# That's what friends are for



## Loki (Aug 16, 2005)

I had just learned that a double kick I knew (forward-snap followed by a high roundhouse) could be extended to a triple kick (knee-height sidekick after the roundhouse). I was at school with my best friend who unwittingly agreed to let me use him as a visual target in order to demonstrate the extension. We were standing opposite each other in our basic stance.

 HIM: I don't know about this.

 ME: Trust me, it's a cool move, and I've got it under control. Ready?

 HIM: Yeah.

 ME (while demonstrating the kick): Check it out. I go ONE, TWO... oops. You okay?

 But it's ok now guys, I've gotten better. :ultracool


----------



## MA-Caver (Aug 16, 2005)

(giggles) It's generally not a good idea to show off moves to someone who doesn't know what you're doing. Likewise it's not a good idea to show off moves until you got it down pat, by rote. Generally it's not a good idea to show off period. 
Demonstrating is something else entirely.  
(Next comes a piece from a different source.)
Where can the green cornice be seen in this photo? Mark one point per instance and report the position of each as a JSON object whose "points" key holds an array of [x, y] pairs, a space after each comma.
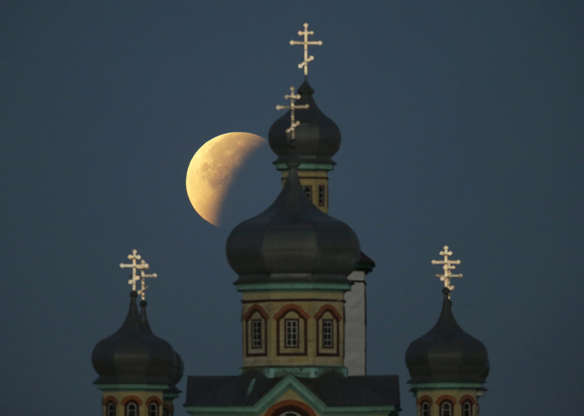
{"points": [[300, 371], [447, 385], [291, 286], [290, 383], [132, 387], [306, 166]]}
Hope your buddy is okay anyway... glad YOU'VE gotten better... (giggles)


----------



## Loki (Aug 16, 2005)

MACaver said:
			
		

> (giggles) It's generally not a good idea to show off moves to someone who doesn't know what you're doing. Likewise it's not a good idea to show off moves until you got it down pat, by rote. Generally it's not a good idea to show off period.
> Demonstrating is something else entirely.
> 
> Hope your buddy is okay anyway... glad YOU'VE gotten better... (giggles)


 He did know. He also took Krav Maga at the time. And though it was my fault, experience should have taught him better than to let me demonstrate ANYTHING.


----------



## still learning (Aug 16, 2005)

Hello, Nice thing about training?  You are allow to make mistakes.  At least you know it is a nice move!  .............Aloha


----------



## hong kong fooey (Feb 3, 2006)

wow. that about all I can say is WOW


----------